During our visit to Cape Town, South Africa for attending the International Conference of American Association of Petroleum Geologist ( AAPG ), we made visit to Castle of the Good Hope.
Inside the castle view with Table Mountain in the background.
The Castle of Good Hope is the oldest surviving building in South Africa. Built between 1666 and 1679, this pentagonal fortification replaced a small clay and timber fort built by Commander Jan van Riebeeck in 1652 upon establishing a maritime replanishment station art the Cape of Good Hope for the Dutch East India Company, better known as the VOC (Verenigde Oos-Indische Compagnie).
On 26 April 1679 the five bastions were named after the main titles of Willem, the Prince of Orange. The Western bastions was named Leerdam ; followed in clockwise order by Buuren, Catzenellenbogen, Nassau and Orange.

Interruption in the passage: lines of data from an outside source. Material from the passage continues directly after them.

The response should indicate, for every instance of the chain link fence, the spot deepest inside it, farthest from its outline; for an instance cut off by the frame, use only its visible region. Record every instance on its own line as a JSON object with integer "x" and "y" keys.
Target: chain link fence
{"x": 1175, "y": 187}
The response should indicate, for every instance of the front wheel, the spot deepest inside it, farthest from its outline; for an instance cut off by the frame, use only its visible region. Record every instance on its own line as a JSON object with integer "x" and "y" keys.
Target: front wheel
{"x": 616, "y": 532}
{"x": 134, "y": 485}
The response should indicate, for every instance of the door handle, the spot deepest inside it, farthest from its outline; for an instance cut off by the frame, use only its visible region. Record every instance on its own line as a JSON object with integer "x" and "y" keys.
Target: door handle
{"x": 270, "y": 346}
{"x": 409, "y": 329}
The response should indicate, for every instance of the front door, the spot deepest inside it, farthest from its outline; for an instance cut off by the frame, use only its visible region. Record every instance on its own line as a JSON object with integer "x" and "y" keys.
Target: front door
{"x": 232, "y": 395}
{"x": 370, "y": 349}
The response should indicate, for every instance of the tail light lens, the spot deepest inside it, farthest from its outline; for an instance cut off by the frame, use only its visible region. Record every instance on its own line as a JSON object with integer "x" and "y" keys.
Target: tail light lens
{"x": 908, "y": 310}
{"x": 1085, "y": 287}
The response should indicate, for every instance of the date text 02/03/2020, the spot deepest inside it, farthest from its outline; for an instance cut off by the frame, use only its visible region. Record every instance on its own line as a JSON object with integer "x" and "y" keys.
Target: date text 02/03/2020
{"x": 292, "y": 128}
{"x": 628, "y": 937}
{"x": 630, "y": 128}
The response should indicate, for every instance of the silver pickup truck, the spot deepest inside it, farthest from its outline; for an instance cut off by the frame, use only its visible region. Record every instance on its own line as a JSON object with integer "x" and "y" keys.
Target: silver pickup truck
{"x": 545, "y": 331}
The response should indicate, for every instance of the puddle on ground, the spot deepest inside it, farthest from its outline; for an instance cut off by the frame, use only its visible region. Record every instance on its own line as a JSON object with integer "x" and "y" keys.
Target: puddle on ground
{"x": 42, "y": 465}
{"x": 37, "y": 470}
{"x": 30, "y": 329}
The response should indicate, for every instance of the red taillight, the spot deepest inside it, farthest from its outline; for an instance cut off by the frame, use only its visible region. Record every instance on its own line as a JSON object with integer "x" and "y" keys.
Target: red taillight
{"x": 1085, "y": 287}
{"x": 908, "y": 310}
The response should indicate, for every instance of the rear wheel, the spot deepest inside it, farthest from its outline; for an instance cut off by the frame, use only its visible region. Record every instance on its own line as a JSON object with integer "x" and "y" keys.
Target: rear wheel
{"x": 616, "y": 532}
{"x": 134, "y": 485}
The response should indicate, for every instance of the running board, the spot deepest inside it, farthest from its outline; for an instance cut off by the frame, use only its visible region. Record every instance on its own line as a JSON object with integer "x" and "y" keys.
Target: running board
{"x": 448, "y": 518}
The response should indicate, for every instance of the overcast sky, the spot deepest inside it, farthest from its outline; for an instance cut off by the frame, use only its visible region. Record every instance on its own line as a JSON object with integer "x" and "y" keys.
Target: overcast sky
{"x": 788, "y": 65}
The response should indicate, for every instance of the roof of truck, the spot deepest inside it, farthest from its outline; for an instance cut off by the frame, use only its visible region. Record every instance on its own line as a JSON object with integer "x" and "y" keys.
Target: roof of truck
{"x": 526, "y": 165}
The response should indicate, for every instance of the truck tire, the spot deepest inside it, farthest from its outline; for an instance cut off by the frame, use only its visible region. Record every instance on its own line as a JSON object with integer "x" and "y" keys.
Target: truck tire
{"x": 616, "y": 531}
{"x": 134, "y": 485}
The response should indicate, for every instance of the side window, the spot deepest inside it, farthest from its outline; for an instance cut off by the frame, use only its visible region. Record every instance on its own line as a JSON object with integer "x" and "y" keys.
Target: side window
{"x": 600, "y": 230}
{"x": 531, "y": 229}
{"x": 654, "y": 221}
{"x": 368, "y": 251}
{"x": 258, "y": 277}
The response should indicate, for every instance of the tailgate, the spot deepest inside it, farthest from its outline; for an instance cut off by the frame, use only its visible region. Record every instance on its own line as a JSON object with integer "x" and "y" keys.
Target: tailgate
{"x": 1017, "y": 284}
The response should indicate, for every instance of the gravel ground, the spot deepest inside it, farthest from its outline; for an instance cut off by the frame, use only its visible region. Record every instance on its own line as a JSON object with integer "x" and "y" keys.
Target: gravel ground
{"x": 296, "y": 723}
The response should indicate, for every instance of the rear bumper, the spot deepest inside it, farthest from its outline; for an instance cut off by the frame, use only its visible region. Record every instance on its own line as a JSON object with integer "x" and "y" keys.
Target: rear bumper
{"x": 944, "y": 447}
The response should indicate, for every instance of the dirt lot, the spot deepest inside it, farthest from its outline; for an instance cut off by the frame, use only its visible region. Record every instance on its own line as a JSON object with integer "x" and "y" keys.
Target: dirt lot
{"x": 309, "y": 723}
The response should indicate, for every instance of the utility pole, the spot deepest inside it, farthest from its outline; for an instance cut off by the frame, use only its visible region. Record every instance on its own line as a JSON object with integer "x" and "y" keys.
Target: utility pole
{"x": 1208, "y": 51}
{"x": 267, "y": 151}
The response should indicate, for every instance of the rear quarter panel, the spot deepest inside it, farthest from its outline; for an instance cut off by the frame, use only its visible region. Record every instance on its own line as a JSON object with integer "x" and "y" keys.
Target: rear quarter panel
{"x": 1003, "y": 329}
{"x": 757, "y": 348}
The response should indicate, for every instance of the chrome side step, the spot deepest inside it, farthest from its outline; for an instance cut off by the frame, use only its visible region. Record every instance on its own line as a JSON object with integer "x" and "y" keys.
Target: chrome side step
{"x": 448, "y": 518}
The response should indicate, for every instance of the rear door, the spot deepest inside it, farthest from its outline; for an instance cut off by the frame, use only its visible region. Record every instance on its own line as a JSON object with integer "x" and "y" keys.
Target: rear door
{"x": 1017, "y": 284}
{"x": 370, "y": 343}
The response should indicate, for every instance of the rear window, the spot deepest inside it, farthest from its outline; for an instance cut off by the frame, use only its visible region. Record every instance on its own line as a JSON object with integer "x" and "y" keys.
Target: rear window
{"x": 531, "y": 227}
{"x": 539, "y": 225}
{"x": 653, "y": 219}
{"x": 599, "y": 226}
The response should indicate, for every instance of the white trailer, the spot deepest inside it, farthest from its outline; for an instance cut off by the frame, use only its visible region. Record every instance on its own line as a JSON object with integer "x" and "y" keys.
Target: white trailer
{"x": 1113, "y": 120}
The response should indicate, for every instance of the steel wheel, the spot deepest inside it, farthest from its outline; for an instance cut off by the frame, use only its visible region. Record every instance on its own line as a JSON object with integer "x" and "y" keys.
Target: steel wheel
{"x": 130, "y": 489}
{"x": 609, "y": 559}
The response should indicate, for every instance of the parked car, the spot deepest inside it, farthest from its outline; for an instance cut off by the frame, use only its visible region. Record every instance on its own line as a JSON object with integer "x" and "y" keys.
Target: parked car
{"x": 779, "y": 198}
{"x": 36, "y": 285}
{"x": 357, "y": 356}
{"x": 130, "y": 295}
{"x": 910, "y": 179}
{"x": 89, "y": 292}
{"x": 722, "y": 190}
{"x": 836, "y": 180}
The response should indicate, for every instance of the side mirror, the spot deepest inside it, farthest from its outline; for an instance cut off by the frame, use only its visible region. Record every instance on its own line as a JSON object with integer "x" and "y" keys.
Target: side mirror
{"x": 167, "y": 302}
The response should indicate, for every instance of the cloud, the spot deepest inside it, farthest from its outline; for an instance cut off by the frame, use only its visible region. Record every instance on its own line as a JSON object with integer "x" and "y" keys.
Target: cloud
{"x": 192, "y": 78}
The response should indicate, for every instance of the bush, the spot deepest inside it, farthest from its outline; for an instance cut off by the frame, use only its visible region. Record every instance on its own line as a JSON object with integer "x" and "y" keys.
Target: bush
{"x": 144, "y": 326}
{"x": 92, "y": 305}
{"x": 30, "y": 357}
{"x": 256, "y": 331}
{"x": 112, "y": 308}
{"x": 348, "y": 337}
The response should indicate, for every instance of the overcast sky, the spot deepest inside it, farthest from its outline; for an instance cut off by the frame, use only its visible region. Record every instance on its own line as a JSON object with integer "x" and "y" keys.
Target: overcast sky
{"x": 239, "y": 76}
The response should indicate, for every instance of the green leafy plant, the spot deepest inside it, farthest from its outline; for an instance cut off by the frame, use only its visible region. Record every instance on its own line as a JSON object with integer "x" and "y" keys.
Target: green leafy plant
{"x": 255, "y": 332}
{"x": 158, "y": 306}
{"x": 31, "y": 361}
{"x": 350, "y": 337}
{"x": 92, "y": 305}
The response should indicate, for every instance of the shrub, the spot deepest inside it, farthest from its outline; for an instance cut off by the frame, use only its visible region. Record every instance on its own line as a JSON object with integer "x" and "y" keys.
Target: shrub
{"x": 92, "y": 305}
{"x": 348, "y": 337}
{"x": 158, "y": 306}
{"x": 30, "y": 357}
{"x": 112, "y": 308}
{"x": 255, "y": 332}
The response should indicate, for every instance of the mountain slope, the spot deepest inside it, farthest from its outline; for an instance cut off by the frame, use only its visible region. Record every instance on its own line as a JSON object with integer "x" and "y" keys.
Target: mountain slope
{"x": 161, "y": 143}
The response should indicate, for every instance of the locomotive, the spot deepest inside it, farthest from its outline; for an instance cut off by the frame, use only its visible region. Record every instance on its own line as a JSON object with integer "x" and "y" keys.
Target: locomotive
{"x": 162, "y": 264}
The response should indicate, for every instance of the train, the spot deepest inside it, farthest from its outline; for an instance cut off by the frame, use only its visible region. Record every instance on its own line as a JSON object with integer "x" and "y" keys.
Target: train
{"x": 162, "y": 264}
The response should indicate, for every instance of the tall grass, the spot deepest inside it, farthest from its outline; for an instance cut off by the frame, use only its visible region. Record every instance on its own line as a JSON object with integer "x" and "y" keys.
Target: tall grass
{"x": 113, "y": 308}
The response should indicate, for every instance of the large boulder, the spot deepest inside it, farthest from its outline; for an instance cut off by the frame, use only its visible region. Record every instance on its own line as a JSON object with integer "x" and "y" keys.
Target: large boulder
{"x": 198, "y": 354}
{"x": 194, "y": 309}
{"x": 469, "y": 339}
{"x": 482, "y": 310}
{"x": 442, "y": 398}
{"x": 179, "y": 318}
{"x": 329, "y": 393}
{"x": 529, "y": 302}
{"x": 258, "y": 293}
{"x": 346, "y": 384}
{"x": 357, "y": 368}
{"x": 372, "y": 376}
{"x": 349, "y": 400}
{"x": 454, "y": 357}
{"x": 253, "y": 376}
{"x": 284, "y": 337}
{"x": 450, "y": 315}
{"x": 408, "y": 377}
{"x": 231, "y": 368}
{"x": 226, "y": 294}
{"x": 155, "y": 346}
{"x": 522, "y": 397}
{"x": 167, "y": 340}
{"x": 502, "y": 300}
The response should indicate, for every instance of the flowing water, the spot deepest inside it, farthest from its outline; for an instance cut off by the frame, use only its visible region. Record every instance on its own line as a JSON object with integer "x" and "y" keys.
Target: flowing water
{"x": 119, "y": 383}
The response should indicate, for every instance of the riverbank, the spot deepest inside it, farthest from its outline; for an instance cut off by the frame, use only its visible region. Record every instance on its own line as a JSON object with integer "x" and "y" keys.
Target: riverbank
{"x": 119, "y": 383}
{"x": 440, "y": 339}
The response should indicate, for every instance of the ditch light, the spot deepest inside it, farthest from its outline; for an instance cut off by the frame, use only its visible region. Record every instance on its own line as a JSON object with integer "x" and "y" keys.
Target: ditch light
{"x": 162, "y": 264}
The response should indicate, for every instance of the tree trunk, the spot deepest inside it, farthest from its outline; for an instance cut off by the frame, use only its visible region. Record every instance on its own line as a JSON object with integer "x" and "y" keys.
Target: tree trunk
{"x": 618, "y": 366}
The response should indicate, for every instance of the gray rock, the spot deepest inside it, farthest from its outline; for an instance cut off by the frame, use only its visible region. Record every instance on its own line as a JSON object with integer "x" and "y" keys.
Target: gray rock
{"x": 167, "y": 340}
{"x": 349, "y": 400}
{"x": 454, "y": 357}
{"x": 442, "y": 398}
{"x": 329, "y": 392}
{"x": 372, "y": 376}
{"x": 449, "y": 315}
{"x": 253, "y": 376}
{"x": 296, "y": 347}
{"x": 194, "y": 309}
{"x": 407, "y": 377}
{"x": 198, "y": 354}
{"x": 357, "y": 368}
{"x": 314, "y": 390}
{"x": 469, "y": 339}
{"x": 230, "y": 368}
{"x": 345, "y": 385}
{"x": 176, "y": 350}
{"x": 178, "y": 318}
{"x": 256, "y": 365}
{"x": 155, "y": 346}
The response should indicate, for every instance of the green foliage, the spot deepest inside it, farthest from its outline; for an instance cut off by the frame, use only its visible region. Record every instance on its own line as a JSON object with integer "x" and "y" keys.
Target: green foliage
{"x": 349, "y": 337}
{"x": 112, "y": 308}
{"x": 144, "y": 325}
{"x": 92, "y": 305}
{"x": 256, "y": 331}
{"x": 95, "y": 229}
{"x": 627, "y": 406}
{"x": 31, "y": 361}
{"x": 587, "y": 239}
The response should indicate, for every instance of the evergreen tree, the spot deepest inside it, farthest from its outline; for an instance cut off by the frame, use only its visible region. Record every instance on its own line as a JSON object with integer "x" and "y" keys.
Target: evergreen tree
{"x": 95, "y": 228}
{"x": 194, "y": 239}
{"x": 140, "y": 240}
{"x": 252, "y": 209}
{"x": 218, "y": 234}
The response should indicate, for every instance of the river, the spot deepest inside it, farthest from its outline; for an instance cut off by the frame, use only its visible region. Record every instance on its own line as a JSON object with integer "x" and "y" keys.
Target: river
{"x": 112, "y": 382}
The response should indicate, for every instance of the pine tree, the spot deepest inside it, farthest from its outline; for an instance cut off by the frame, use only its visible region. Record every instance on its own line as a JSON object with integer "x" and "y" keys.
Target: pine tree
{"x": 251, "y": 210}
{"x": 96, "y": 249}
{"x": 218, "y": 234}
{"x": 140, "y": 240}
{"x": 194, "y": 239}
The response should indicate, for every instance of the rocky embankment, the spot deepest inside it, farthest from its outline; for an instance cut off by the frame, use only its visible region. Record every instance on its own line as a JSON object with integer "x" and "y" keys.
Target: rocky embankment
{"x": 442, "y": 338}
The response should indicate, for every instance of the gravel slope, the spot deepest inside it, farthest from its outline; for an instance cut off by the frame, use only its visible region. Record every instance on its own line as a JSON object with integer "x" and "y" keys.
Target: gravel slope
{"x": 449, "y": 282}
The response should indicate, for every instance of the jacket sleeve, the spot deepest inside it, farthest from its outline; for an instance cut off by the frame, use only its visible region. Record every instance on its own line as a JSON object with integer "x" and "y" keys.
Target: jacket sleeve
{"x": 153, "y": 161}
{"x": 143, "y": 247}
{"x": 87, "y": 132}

In 1936 the Castle was declared a National Monument. As a result of an extensive, ongoing restoration and conservation programme launched in the 1980’s , the Castle of Good Hope remains the best preserved of its kind built by the VOC in regions where it had interests.
The Cape of Good Hope houses the regional headquarters of the South African Army in the Western Cape, the famous William Fehr Collection of historic artworks, the Castle Military Museum and ceremonial facilities for traditional Cape Regiments.